Written and directed by Wesley Taylor and Alex Wyse, the horror comedy SUMMONING SYLVIA is ridiculous and absolutely fabulous. Three friends kidnap their engaged bestie Larry for a bachelor weekend in a haunted house. The property’s history, and a witchy book of spells, call for a seance. Duh. The group summons the former owner and her son to find out what happened to them. Things get extra spooky when the groom-to-be’s future military brother-in-law shows up. It’s not just the spirits causing trouble. (pun intended)
Magnificent editing from Sara Corrigan keeps the audience on its toes. We jump through time in a single pan of the camera. Bravo to the choreography in these particular scenes. Makeup and costumes from both eras are fantastic. The dialogue is so quippy. It’s fun, heartfelt, and surprisingly deep.
The cast’s chemistry is spectacular. Michael Urie is Jamie, Larry’s fiance. He’s the most down-to-earth of the bunch, with the better part of his screen time in sequences over the phone. Urie can do no wrong in my book. Veanne Cox is Sylvia. Her performance is frightening and downright brilliant. I would watch a stand-alone film on her character.
Noah J. Ricketts is Kevin, the dimmest bulb in the group. His relentlessly horny energy is a fun addition. Opposites attract in this friend group. Troy Iwata is Reggie, the type A of the group. Reggie’s meticulously planned itinerary gets wrecked with the appearance of the very straight Harrison. Iwata’s annoyed bitchy attitude (and rightfully so) made me love him even more.
Nicholas Logan plays Harrison. His overtly masculine energy, physical discomfort, and aggressive nature are a perfect foil for our four friends. His aura forces the audience to take stock of microaggressions and outright bigotry. Logan handles the distasteful behavior like a champ, and Harrison’s arch is a nuanced breath of fresh air.

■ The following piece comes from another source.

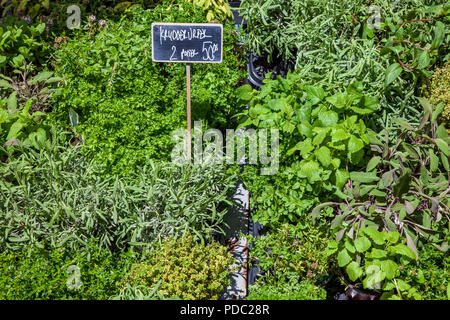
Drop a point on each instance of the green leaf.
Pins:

Frankie Grande as Nico and Travis Coles as Larry are hysterical. Grande’s every beat is delicious. I found my eye seeking him in each frame, and he did not disappoint. He fills every possible moment with specificity, I guffawed. Coles brings mother energy and fierceness like no other. I wanted to have drinks and karaoke with him immediately. I am requesting a Grande-Coles buddy comedy asap.
SUMMONING SYLVIA is one of the funniest queer films of the year. As a theatre girl, I was in my element. I knew these characters. The film’s climax has a dual purpose that beautifully mirrors life and the afterlife. The finale is celebratory. Do not miss this hell of a good time.